Testing as a first step can also help reduce unconscious bias. As a hiring manager, you can receive objective, standardized, and predictive data on a candidate through test scores before you even glance at a resume or know their name. Utilizing an impartial metric as one of several hiring criteria not only helps identify the best person for the job, but also helps you do so in a fair and objective way.
But wait, a single online job post can receive hundreds of applicants across multiple platforms. Isn’t testing every single candidate expensive? The answer depends on the way a vendor structures its pricing.
Many testing companies’ pricing structures are based on a pay-per-test model. This means the customer pays for each test they administer. This model incentivizes putting testing later in the process, because employers prefer to save money by paying to test only the candidates they’re already interested in. The problem is, by testing only the top few candidates, they’ve already spent a lot of time and resources sorting through applicants. What if you narrow down your decision to two top candidates, you administer a test, and they both bomb it? You’re put in a situation where your top contenders may not be up to the task, and it would have been more efficient to have tested them earlier. By delaying testing until the end of the process, you may also have missed some great candidates by using less predictive hiring metrics (like resumes and interviews) to filter your applicants early on.
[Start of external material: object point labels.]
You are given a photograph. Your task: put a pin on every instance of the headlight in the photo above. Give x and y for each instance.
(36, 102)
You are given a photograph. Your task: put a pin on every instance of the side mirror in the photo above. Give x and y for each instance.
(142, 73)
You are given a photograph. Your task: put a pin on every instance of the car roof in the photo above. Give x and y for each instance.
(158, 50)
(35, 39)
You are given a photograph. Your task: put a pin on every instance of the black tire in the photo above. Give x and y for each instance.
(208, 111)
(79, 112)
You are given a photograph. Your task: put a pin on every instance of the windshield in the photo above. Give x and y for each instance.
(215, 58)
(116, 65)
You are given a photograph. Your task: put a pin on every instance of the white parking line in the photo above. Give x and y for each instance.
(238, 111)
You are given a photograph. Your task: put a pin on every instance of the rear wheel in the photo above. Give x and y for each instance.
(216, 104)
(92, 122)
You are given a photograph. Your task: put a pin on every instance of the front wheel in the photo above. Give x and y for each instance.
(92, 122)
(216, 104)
A pricing structure that is conducive to early testing is an unlimited testing model. In this model, a flat subscription fee grants unlimited access to one or more tests for a fixed period. This pricing structure allows customers to get the most for their money since they can test as many candidates as they like, as many times as they like, whenever they like, without having to pay for every assessment they administer.
Over the years, we’ve seen that testing upfront often has the biggest impact for our customers, but where to put pre-employment testing in the hiring process is ultimately up to you and your specific goals. Tests are there to provide you with a highly predictive and objective metric for making more informed hiring decisions, and they will have a valuable impact on your hiring goals no matter where you use them in the process.